Erin Clark presented an overview of the evolution and future of prenatal care as part of the CCTS-supported Foundations in Personalized Health Care course, which was designed to introduce students to many facets of this emerging field.
Today, it is unusual to associate pregnancy with risk. “Maternal mortality has fallen 100-fold, but prenatal care has changed very little in the past 100 years,” began Erin Clark, MD assistant professor of obstetrics and gynecology at the University of Utah Health.
The history behind current prenatal practices is illustrated by the dramatized death of a fictional early-20th century aristocratic English woman. Lady Sybil, a lead character in the TV show Downton Abbey, succumbed to eclampsia following the birth of her first child. The dramatic turn on the show highlighted a critical gap in health care for women.
“To watch a woman die of eclampsia was heart-wrenching thing, and people said we need to prevent this,” Clark said. Eclampsia is caused by high blood pressure during pregnancy that can result in deadly seizures. In response to this need, obstetricians developed a regimented series of prenatal appointments that would identify high blood pressure early to prevent seizures and death.
Today, regular prenatal care consists of about 12 face-to-face visits, which Clark concedes are mostly for the purposes of education and counseling. “Outside of some additional tests and screening, the prenatal care that I administer has not changed much in the past 100 years,” she said. Standard prenatal care uses a one-size-fits all approach, but the world is changing. The numerous visits can be a burden, trying to find time off from work, additional cost for multiple visits, and even long commutes to the doctor’s office.
Almost 30 years ago, the U.S. Department of Health and Human Services suggested a revision to standard pre-natal care. The agency proposed reducing the frequency of prenatal visits for low-risk women — women in their 20–30s who previously gave birth without complications ¾ from 12 to 8 face-to-face visits. This recommendation was based on randomized studies that showed fewer doctor visits produced no difference in perinatal or maternal morbidity or mortality.
Despite these findings, prenatal care has not changed.
“People get really uncomfortable when we stray from something we have done for a really long time,” said Clark. “Any shift in prenatal care requires that you take baby steps.”
Clark thought personalized health care offered a new approach to modernize prenatal care. “I look at risk factors that are non-genetic to manage populations through the lens of an obstetrician,” she said.
She developed a randomized trial for low-risk women where the number of visits did not change, but the style of visit did. “We shifted some of the visits to tele-medicine,” she said.
The trial consisted of two groups of low-risk women. One group received the traditional number of in-clinic prenatal visits. The second group received five scheduled in-clinic visits set at specific times during the pregnancy. The remainder of the visits was conducted through web-based teleconference. “People did visits from home, work, even airplanes,” she said.
Patients in the second group took common vital signs, like blood pressure and temperature, and entered the information into their electronic medical records that were shared with the doctor using a HIPPA-compliant web-based appointment platform.
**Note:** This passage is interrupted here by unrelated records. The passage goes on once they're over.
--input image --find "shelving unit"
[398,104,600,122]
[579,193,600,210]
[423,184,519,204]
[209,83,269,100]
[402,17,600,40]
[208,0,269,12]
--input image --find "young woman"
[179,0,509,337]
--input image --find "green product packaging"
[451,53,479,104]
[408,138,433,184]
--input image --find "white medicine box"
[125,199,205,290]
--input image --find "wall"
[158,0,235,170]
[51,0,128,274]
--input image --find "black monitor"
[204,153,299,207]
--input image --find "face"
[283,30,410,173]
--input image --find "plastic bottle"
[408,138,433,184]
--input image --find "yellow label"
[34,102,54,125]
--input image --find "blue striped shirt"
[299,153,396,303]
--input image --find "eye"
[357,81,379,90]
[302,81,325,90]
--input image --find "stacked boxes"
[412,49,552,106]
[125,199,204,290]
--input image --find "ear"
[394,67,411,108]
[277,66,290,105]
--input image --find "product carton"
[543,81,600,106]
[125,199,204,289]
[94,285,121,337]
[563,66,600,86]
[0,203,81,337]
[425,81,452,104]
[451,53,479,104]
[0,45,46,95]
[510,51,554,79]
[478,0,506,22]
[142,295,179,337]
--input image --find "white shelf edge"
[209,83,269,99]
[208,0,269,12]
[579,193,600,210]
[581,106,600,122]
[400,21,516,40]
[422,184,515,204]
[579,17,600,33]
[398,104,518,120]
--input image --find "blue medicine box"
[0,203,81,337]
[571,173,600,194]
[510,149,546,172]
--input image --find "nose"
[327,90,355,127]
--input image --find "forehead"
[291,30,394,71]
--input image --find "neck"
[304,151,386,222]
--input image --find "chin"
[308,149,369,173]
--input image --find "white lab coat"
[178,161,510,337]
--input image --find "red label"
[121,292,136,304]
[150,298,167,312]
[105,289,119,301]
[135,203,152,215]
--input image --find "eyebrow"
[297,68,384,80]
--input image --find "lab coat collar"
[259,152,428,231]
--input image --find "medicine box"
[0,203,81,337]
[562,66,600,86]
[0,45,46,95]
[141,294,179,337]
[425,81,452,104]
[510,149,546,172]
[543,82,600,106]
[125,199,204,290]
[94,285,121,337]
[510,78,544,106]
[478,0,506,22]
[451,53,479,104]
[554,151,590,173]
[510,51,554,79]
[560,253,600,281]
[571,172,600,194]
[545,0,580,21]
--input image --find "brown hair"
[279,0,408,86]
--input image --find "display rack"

This information was discussed during the web-based teleconference.
Participants who attended fewer in-person visits responded positively to the new approach. “We found it was the number of physician contacts that were most important for patient satisfaction,” Clark said.
Clark pointed to other important benefits from this approach. “By reducing the number of in-clinic visits, we could reduce disparities in care, by extending our reach as obstetricians to rural areas,” she said. She also pointed to cost-saving for the patient.
Despite the benefits, Clark cautions that adherence to the traditional approach may be harder to overcome despite the decreased time, energy, and cost for this low-risk population. An eye toward modernization means giving patients a choice. “In the future, I see it as a menu of evidence-based strategies for prenatal care that the patient can select from,” she said.